Main column overhead vapors, in an amount of 180,679 lbs/hr. (22.81 kg/sec.) are condensed and introduced, via line 22, into low-pressure (20 psi.) (1.4 kg/sq. cm.) receiver 23 at a temperature of about 77.degree. F. (25.degree. C.) and a pressure of 15 psi. (1.1 kg/sq.cm.). These overhead vapors comprise 3,211 lbs. (0.41 kg/sec.) of inerts (flue gas), about 108 lbs. (0.01 kg/sec.) of hydrogen, 5440 lbs. (0.69 kg/sec.) of water and 171,920 lbs. (21.71 kg/sec.) of hydrocarbons. Water, in an amount of 5,011 lbs/hr. (0.63 kg/sec.) is removed through line 24 from dip-leg 25. Condensed hydrocarbonaceous material, in the amount of 107,334 lbs/hr. (13.55 kg/sec.) is removed from receiver 23 through line 27, and 29,834 lbs. (3.77 kg/sec.) are diverted through line 29, admixed with the 354,605 lbs/hr. (44.77 kg/sec.) of heavy naphtha recycle in line 30, and introduced into main column 2 as the overhead reflux stream. Uncondensed material, in the amount of 68,334 lbs/hr. (8.63 kg/sec.), is withdrawn through line 26, increased in pressure to a level of about 80 psi. (5.62 kg/sq.cm.), condensed and introduced into high-pressure receiver 31 at a temperature of about 100.degree. F. (38.degree. C.). Condensed material, from receiver 23, not being refluxed to main column 2, about 77,500 lbs/hr. (9.79 kg/sec.), continues through line 27 into stabilizing column 28, being introduced at a temperature of about 190.degree. F. (88.degree. C.) and a pressure of about 125 psi. (8.8 kg/sq.cm.).

The material being introduced into receiver 31, 68,334 lbs/hr. (8.63 kg/sec.) consists of 3,177 lbs. (0.40 kg/sec.) of inerts (mainly carbon oxides), 108 lbs. (0.01 kg/sec.) of hydrogen, 429 lbs. (0.05 kg/sec.) of water and 64,620 lbs. (8.16 kg/sec.) of hydrocarbons. Water is withdrawn through line 32, from dip-leg 33, in the amount of 160 lbs/hr. (0.02 kg/sec.); 13,018 lbs/hr. (1.64 kg/sec.) of hydrocarbons are recovered in line 34, admixed with the condensed material in line 27 and introduced therewith into stabilizer 28; and, vaporous material, in the amount of 55,156 lbs/hr. (6.96 kg/sec.), is transported via line 35 to suitable recovery facilities.

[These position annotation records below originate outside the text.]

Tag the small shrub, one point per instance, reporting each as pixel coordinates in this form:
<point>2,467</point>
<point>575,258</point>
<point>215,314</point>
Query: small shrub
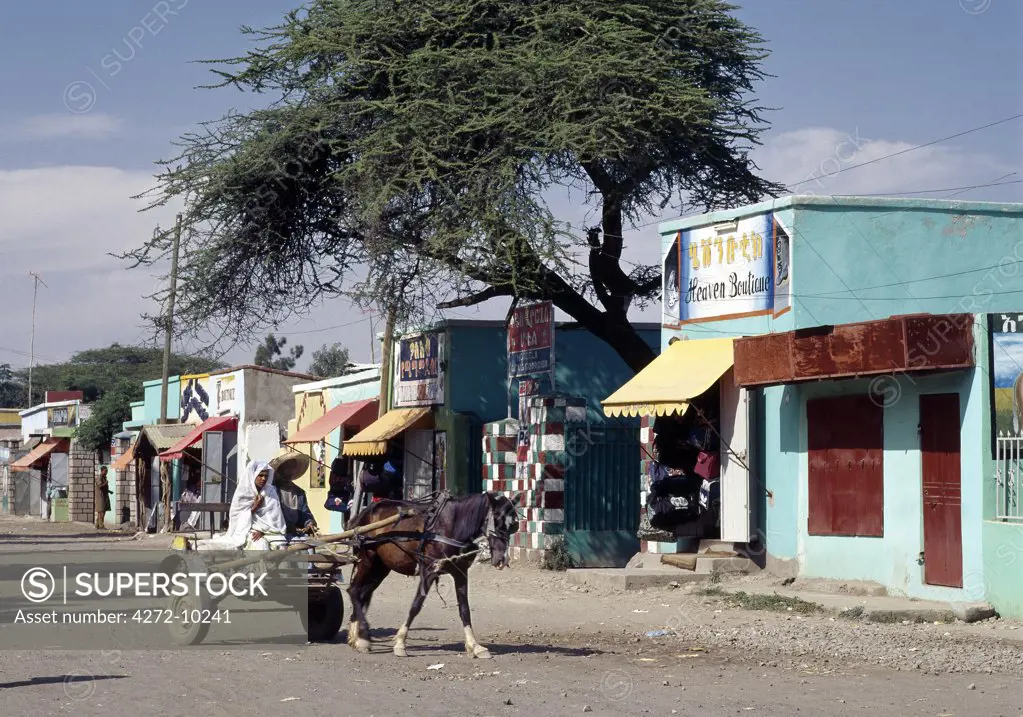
<point>557,555</point>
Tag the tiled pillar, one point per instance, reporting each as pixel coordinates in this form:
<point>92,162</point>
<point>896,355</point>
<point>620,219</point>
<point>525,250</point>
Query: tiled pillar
<point>81,485</point>
<point>536,469</point>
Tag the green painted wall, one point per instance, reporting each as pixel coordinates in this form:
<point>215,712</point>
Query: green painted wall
<point>861,259</point>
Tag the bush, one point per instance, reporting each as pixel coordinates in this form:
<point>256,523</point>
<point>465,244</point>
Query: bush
<point>557,555</point>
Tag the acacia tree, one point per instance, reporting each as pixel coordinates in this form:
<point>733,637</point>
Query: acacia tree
<point>410,151</point>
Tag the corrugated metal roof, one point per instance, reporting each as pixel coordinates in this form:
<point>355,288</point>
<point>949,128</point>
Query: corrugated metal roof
<point>163,437</point>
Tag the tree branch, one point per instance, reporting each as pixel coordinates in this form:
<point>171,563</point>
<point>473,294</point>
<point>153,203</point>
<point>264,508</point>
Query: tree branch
<point>478,298</point>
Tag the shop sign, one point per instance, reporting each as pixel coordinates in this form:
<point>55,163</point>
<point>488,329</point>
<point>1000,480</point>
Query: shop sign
<point>419,373</point>
<point>738,269</point>
<point>531,340</point>
<point>61,416</point>
<point>226,394</point>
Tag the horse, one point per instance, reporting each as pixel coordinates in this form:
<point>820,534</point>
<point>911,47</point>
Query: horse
<point>438,541</point>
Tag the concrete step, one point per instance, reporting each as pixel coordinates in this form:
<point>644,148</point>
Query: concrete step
<point>634,578</point>
<point>884,609</point>
<point>719,566</point>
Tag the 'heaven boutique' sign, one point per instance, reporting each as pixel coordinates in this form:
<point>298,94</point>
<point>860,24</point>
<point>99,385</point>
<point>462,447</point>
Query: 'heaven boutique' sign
<point>727,271</point>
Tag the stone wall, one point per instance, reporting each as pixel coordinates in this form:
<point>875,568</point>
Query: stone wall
<point>81,485</point>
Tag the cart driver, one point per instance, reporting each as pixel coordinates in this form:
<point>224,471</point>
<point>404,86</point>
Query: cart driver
<point>295,505</point>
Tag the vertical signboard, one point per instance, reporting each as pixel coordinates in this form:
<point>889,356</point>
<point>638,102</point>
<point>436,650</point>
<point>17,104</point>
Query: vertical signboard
<point>727,271</point>
<point>1007,373</point>
<point>418,370</point>
<point>783,267</point>
<point>670,294</point>
<point>531,340</point>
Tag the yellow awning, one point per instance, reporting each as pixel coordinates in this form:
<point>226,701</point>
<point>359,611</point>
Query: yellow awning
<point>685,369</point>
<point>372,440</point>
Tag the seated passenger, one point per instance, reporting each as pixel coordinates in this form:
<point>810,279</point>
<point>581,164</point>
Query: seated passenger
<point>257,522</point>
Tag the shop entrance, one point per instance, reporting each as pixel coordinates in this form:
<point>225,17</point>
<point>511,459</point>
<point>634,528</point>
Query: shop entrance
<point>939,448</point>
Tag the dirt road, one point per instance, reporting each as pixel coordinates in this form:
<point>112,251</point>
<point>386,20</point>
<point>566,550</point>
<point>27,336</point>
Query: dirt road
<point>558,651</point>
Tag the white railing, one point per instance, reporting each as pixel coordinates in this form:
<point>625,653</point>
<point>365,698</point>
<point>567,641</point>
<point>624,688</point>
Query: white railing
<point>1009,477</point>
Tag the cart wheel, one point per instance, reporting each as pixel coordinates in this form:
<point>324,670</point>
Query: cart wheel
<point>326,613</point>
<point>183,631</point>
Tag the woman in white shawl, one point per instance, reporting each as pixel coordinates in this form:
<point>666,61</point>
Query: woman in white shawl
<point>256,523</point>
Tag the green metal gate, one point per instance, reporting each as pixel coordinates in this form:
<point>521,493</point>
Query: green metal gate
<point>602,493</point>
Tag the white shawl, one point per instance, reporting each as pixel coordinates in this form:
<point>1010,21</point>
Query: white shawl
<point>268,519</point>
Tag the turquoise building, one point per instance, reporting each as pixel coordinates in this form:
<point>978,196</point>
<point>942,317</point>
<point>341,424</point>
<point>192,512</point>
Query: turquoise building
<point>873,448</point>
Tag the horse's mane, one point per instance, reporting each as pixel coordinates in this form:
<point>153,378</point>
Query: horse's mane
<point>469,514</point>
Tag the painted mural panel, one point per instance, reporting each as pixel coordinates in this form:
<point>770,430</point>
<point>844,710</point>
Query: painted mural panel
<point>1007,372</point>
<point>227,394</point>
<point>194,399</point>
<point>727,270</point>
<point>418,373</point>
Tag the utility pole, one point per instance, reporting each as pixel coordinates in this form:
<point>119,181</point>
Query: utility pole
<point>165,474</point>
<point>372,340</point>
<point>169,320</point>
<point>386,368</point>
<point>32,350</point>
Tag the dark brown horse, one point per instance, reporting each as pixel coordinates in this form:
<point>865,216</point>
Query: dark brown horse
<point>439,539</point>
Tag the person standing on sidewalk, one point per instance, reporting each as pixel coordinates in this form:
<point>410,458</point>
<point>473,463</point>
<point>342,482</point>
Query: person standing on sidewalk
<point>103,493</point>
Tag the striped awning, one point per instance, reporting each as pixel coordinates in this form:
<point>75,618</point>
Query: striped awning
<point>373,439</point>
<point>685,369</point>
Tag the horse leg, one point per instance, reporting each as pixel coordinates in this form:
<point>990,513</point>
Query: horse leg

The total quantity of material introduced into stabilizer 28, via line 27, is 90,518 lbs/hr. (11.43 kg/sec.). Overhead vapors, in the amount of 38,692 lbs/hr. (4.89 kg/sec.) are withdrawn through line 38 at a temperature of about 126.degree. F. (52.degree. C.) and a pressure of about 120 psi. (8.4 kg/sq.cm.). These are condensed and introduced into receiver 39 at a temperature of about 102.degree. F. (39.degree. C.). Condensed material, in the amount of 31,673 lbs/hr. (4.0 kg/sec.) is employed as overhead reflux via line 42, and 7,019 lbs/hr. (0.89 kg/sec.) of vapor are recovered via line 43, combined with the vapors in line 35 and transported therewith to the recovery facility. Since the feed stream to stabilizer 28 contains a minimal amount of water, the same is recovered via line 40 and dip-leg 41 on a periodic basis. Bottoms liquid, in the amount of 142,846 lbs/hr. (18.04 kg/sec.) is recovered via line 36. Of this amount, 59,347 lbs. (7.49 kg/sec.) are diverted through line 37, increased in temperature to a level of about 260.degree. F. (127.degree. C.) and utilized to supply heat to the reboiler section of the stabilizer. The remaining 83,499 lbs/hr. (10.54 kg/sec.) continue through line 36 and are recovered as the light naphtha product.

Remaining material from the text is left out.